The House adopted the committee-of-conference report on House Bill 639, an act relating to genetic data privacy, after a motion to suspend the rules to take up the bill for immediate consideration was approved by voice vote.
Member from Jericho, a conferee on the bill, told the chamber the House and Senate had negotiated competing approaches to a cure period for compliance violations. “We went to — the House proposed a 60-day cure period on actions that are curable, such as displaying a privacy notice,” the Member from Jericho said. “The Senate pushed back and said they wanted a 60-day cure period for the whole thing. We ended up meeting sort of in the middle.

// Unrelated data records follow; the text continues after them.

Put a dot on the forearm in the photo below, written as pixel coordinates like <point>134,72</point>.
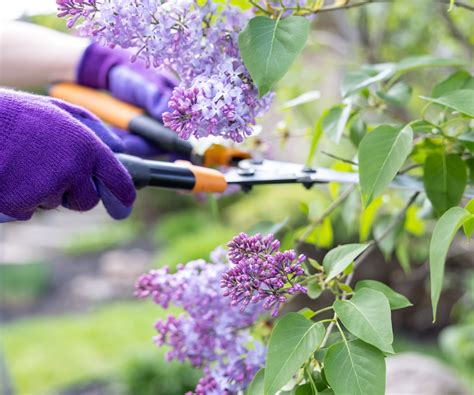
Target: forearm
<point>31,55</point>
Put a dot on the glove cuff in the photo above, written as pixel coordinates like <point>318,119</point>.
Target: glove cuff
<point>96,62</point>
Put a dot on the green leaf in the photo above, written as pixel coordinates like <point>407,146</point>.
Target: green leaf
<point>304,389</point>
<point>402,253</point>
<point>340,257</point>
<point>367,218</point>
<point>314,289</point>
<point>357,80</point>
<point>355,368</point>
<point>398,95</point>
<point>461,100</point>
<point>317,133</point>
<point>306,312</point>
<point>269,47</point>
<point>294,339</point>
<point>459,80</point>
<point>467,139</point>
<point>381,155</point>
<point>413,223</point>
<point>357,130</point>
<point>256,386</point>
<point>367,316</point>
<point>417,62</point>
<point>305,98</point>
<point>443,234</point>
<point>444,178</point>
<point>469,224</point>
<point>396,300</point>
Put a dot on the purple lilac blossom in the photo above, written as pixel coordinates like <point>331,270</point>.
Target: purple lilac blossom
<point>216,95</point>
<point>261,273</point>
<point>211,334</point>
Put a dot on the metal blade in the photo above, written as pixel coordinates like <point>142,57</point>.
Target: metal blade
<point>259,172</point>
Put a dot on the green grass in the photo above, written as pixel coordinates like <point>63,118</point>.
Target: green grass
<point>22,282</point>
<point>105,237</point>
<point>52,352</point>
<point>194,245</point>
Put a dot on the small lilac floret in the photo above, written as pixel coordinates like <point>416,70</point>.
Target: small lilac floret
<point>211,335</point>
<point>216,96</point>
<point>261,273</point>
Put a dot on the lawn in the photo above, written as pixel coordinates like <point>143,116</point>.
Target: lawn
<point>47,353</point>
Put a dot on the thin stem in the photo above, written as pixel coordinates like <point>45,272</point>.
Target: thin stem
<point>260,8</point>
<point>317,9</point>
<point>328,331</point>
<point>339,158</point>
<point>408,168</point>
<point>322,310</point>
<point>373,243</point>
<point>335,204</point>
<point>341,331</point>
<point>362,257</point>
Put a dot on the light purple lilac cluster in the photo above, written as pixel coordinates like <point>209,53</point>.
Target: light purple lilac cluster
<point>216,95</point>
<point>261,273</point>
<point>211,335</point>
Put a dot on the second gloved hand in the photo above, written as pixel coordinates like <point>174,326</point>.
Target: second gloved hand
<point>52,154</point>
<point>111,69</point>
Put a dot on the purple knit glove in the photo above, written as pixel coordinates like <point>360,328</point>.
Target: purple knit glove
<point>54,153</point>
<point>136,146</point>
<point>111,69</point>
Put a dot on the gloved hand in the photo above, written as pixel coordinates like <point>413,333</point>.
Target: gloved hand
<point>54,153</point>
<point>111,69</point>
<point>137,146</point>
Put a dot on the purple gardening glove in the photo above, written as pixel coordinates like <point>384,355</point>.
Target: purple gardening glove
<point>111,69</point>
<point>136,146</point>
<point>54,153</point>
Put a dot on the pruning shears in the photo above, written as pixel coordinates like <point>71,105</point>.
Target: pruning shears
<point>133,119</point>
<point>249,172</point>
<point>242,169</point>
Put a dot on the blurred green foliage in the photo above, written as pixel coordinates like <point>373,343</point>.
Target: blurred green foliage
<point>20,283</point>
<point>47,353</point>
<point>103,238</point>
<point>145,375</point>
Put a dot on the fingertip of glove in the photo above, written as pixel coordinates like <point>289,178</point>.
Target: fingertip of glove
<point>5,218</point>
<point>117,208</point>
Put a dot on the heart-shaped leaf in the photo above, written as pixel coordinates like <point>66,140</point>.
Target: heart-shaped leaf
<point>294,339</point>
<point>269,47</point>
<point>256,386</point>
<point>355,368</point>
<point>443,234</point>
<point>461,100</point>
<point>340,257</point>
<point>367,316</point>
<point>381,155</point>
<point>396,300</point>
<point>444,177</point>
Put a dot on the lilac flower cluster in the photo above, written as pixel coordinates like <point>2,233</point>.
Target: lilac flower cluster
<point>211,335</point>
<point>199,43</point>
<point>261,273</point>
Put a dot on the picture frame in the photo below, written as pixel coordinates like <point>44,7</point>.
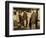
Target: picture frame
<point>10,6</point>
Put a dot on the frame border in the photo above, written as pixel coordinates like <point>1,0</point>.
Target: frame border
<point>7,18</point>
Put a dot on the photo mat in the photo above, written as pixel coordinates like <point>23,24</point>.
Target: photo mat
<point>24,18</point>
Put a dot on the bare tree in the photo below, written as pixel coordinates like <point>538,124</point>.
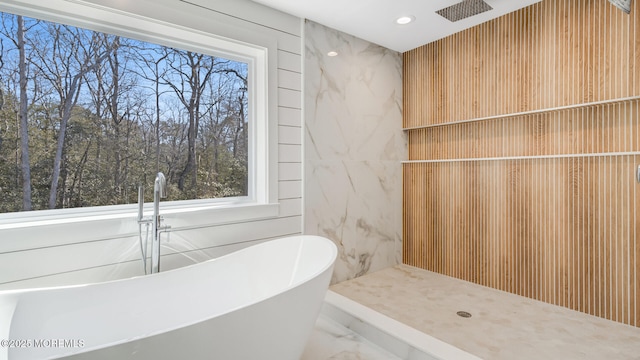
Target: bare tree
<point>70,54</point>
<point>193,71</point>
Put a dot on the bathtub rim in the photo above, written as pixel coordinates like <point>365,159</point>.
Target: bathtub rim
<point>16,294</point>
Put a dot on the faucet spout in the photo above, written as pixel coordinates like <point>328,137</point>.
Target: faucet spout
<point>159,191</point>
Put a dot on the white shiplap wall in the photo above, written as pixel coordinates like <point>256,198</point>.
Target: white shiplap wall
<point>108,249</point>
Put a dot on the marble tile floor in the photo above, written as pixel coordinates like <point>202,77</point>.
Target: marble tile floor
<point>502,326</point>
<point>331,340</point>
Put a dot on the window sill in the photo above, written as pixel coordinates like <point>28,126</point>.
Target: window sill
<point>178,214</point>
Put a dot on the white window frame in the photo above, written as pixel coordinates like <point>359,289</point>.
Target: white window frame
<point>257,51</point>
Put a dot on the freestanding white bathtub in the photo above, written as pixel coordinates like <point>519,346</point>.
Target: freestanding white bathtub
<point>257,303</point>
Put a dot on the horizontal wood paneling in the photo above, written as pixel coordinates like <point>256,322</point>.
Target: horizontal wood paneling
<point>479,205</point>
<point>551,54</point>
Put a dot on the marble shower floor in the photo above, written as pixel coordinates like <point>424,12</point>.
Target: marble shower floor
<point>502,326</point>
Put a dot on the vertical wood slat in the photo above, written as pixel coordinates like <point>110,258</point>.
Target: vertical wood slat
<point>560,230</point>
<point>593,249</point>
<point>582,51</point>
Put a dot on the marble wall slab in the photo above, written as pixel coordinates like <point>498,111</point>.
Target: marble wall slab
<point>353,148</point>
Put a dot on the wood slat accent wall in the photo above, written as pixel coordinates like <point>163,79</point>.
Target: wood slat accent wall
<point>551,54</point>
<point>543,205</point>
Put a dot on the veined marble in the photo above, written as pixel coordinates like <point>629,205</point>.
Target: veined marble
<point>503,326</point>
<point>354,145</point>
<point>330,340</point>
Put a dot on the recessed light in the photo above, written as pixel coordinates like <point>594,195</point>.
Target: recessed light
<point>404,20</point>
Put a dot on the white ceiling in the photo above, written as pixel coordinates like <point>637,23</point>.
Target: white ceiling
<point>374,20</point>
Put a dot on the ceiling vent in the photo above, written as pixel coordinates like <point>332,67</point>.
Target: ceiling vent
<point>463,10</point>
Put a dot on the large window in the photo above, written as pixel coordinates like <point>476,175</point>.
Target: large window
<point>86,117</point>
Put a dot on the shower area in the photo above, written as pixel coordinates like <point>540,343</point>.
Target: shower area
<point>520,192</point>
<point>524,152</point>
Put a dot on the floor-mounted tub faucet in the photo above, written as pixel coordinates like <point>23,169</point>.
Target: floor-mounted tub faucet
<point>159,191</point>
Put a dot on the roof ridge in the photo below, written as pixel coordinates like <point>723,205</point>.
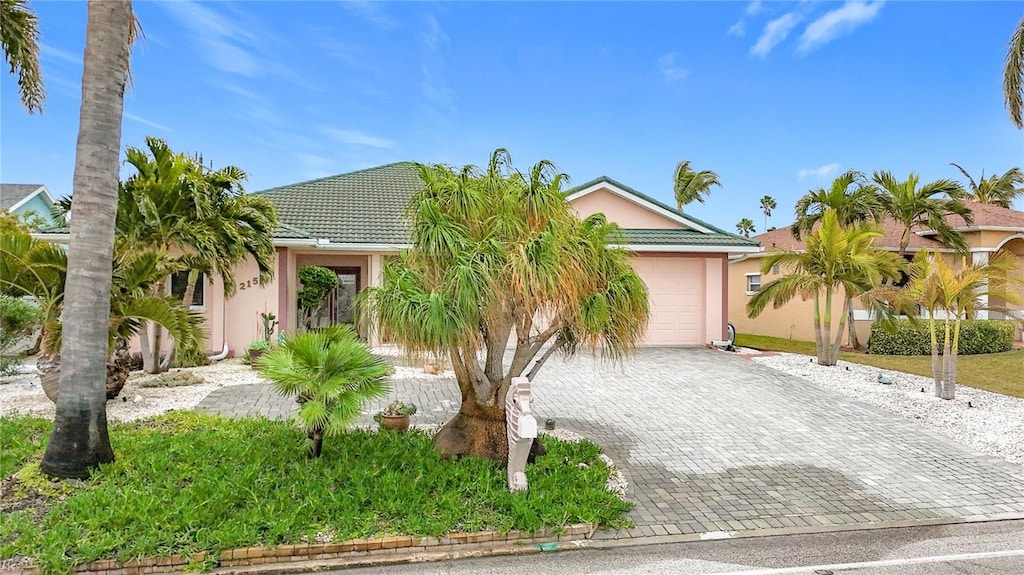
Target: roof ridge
<point>359,171</point>
<point>653,201</point>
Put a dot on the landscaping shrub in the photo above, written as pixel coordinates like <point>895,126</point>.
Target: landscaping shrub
<point>977,337</point>
<point>18,319</point>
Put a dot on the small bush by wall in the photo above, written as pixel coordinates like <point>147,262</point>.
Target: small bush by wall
<point>977,337</point>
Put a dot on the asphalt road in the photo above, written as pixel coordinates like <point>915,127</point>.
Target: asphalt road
<point>978,548</point>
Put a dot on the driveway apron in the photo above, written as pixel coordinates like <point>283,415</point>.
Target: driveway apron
<point>712,443</point>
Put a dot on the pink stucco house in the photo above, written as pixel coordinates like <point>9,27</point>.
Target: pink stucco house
<point>350,222</point>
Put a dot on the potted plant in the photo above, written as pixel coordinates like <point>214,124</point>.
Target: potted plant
<point>256,350</point>
<point>395,415</point>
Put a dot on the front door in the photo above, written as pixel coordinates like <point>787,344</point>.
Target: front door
<point>340,305</point>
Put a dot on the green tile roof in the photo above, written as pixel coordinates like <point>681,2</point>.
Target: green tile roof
<point>363,207</point>
<point>683,237</point>
<point>605,179</point>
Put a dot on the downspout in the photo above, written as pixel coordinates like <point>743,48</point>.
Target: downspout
<point>223,334</point>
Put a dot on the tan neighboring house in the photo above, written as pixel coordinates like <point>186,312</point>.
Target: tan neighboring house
<point>351,222</point>
<point>994,229</point>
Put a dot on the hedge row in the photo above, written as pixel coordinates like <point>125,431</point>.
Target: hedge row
<point>977,337</point>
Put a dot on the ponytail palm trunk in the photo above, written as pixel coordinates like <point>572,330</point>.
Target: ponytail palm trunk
<point>500,261</point>
<point>79,441</point>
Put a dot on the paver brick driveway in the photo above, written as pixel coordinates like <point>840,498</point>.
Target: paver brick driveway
<point>712,442</point>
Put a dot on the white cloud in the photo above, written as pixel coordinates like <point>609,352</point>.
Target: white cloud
<point>435,88</point>
<point>141,120</point>
<point>836,23</point>
<point>774,32</point>
<point>226,45</point>
<point>372,12</point>
<point>355,137</point>
<point>819,173</point>
<point>672,70</point>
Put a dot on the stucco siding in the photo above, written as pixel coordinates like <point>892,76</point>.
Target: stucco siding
<point>623,212</point>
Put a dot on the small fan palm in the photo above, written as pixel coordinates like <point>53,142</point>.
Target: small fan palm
<point>331,372</point>
<point>745,227</point>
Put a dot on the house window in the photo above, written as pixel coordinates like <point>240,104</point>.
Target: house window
<point>753,283</point>
<point>178,282</point>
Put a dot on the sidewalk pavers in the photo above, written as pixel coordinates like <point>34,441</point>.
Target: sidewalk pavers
<point>713,443</point>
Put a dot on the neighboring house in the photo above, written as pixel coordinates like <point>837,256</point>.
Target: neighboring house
<point>22,200</point>
<point>993,229</point>
<point>350,222</point>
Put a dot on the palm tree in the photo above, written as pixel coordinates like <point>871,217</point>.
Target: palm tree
<point>767,205</point>
<point>836,258</point>
<point>745,227</point>
<point>174,203</point>
<point>1001,190</point>
<point>855,202</point>
<point>38,269</point>
<point>19,40</point>
<point>927,206</point>
<point>935,285</point>
<point>500,259</point>
<point>1013,75</point>
<point>690,185</point>
<point>79,441</point>
<point>331,372</point>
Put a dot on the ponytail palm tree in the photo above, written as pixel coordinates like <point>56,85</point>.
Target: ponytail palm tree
<point>80,441</point>
<point>331,372</point>
<point>997,190</point>
<point>926,206</point>
<point>689,185</point>
<point>19,40</point>
<point>838,261</point>
<point>500,259</point>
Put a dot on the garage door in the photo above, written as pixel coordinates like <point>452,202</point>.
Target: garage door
<point>677,299</point>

We agreed with them on a 30-day cure period for all of the business activities of these genetic data privacy businesses.”
Under the conference agreement described on the floor, that 30-day cure period will remain in effect for 18 months and then expire; the bill’s stated effective date is Jan. 1, 2027, and the cure-period provision will be repealed on June 30, 2028. The Member from Jericho emphasized that the House had originally sought a cure limited to curable actions and that the conference reflected compromise with the Senate.
The clerk had emailed the committee-of-conference report to members and posted paper copies at the main table; after floor explanation members voted by voice to adopt the report and the Speaker announced the report was adopted.
Actions and next steps recorded in the session show the House adopted the conference report and no further procedural actions were taken on H.639 during this sitting. If any implementing rules or administrative guidance are required under the bill, the transcript on this day did not detail them.
The House then moved on to other business and adjourned for the day.